Lesezeit von 7 Minuten
Laissez Faire Erziehungsstil: Kein Lob und keine Rüge für das Kind

An der Supermarktkasse brüllt mal wieder ein Kind los. Du schüttelst den Kopf, doch die Eltern kümmern sich gar nicht darum. Der Junge, vielleicht vier Jahre alt, schreit und rennt weg, schmeißt einen Stapel Dosen um und wirft sich auf den Boden. Was ist das denn? Antiautoritäre Erziehung, oder was?

Das ist der Laissez Faire Erziehungsstil, bekommst du später mit. Jetzt willst du es wissen: Was hat Laissez Faire für eine Bedeutung? Die wörtliche Übersetzung des französischen Begriffs heißt: Machen lassen.
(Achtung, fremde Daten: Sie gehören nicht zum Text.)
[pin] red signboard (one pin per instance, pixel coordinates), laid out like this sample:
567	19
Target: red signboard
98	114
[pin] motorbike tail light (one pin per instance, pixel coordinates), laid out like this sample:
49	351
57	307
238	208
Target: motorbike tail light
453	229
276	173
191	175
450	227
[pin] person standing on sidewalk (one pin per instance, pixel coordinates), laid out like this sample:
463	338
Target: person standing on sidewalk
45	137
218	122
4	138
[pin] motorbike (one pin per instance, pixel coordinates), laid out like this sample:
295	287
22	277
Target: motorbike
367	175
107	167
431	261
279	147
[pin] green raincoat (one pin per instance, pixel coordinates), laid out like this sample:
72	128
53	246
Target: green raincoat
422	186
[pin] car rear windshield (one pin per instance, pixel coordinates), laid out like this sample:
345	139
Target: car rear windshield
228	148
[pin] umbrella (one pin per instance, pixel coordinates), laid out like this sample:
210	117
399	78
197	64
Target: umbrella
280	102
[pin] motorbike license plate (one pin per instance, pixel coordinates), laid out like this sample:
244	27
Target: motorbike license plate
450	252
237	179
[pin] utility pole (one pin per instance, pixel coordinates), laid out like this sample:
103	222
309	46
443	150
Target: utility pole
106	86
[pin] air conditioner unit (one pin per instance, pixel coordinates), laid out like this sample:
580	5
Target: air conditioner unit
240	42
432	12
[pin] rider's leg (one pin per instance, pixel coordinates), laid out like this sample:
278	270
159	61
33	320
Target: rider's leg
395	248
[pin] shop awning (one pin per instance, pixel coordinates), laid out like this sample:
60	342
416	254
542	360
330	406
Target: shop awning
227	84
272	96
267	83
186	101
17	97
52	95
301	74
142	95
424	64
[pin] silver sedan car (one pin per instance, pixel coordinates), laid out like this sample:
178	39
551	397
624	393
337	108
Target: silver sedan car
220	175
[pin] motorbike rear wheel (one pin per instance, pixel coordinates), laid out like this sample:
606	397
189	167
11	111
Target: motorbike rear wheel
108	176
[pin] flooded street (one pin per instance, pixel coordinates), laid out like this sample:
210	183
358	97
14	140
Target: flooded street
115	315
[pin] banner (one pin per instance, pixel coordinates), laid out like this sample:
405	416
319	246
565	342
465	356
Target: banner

Das Kind soll also ohne Grenzen machen, was es will. Wer sich das ausgedacht hat, meinte wohl, dass jede Erziehung das Kind beeinflusst – dabei soll es sich frei entwickeln. Und das funktioniert? Sieht nicht so aus, wie das Beispiel im Supermarkt zeigt.

Was ist der Laissez Faire Erziehungsstil?

Die Definition von Laissez Faire ähnelt auf den ersten Blick dem antiautoritären Erziehungsstil. Bei einem genauen Blick ist der Laissez Faire Erziehungsstil aber noch extremer. Die Kinder dürfen alle ihre Entscheidungen ohne Anleitung der Eltern treffen. Tu, was du willst, das klingt erst einmal nach Freiheit und Individualismus. Doch wirkt sich das wirklich positiv auf die Eigenständigkeit und Kreativität aus?

Beim Laissez Faire Erziehungsstil bleiben die Eltern absolut passiv. Sie stellen keine Regeln auf, sie überlassen die Kinder sich selbst und geben auch keine Anregungen. Wer sich für diesen Erziehungsstil entscheidet, glaubt, dass die Kinder davon profitieren.

Die typischen Merkmale des Laissez Faire Erziehungsstils sind:

  • Es gibt weder Strafen noch Lob.
  • Das Kind wächst ohne feste Regeln auf.
  • Die Eltern mischen sich nicht in die alltäglichen Aktivitäten ein. Wann das Kind aufsteht und was es macht, ist seine Sache.
  • Die Eltern zeigen keine Erwartungshaltung und sie leben keine Werte vor.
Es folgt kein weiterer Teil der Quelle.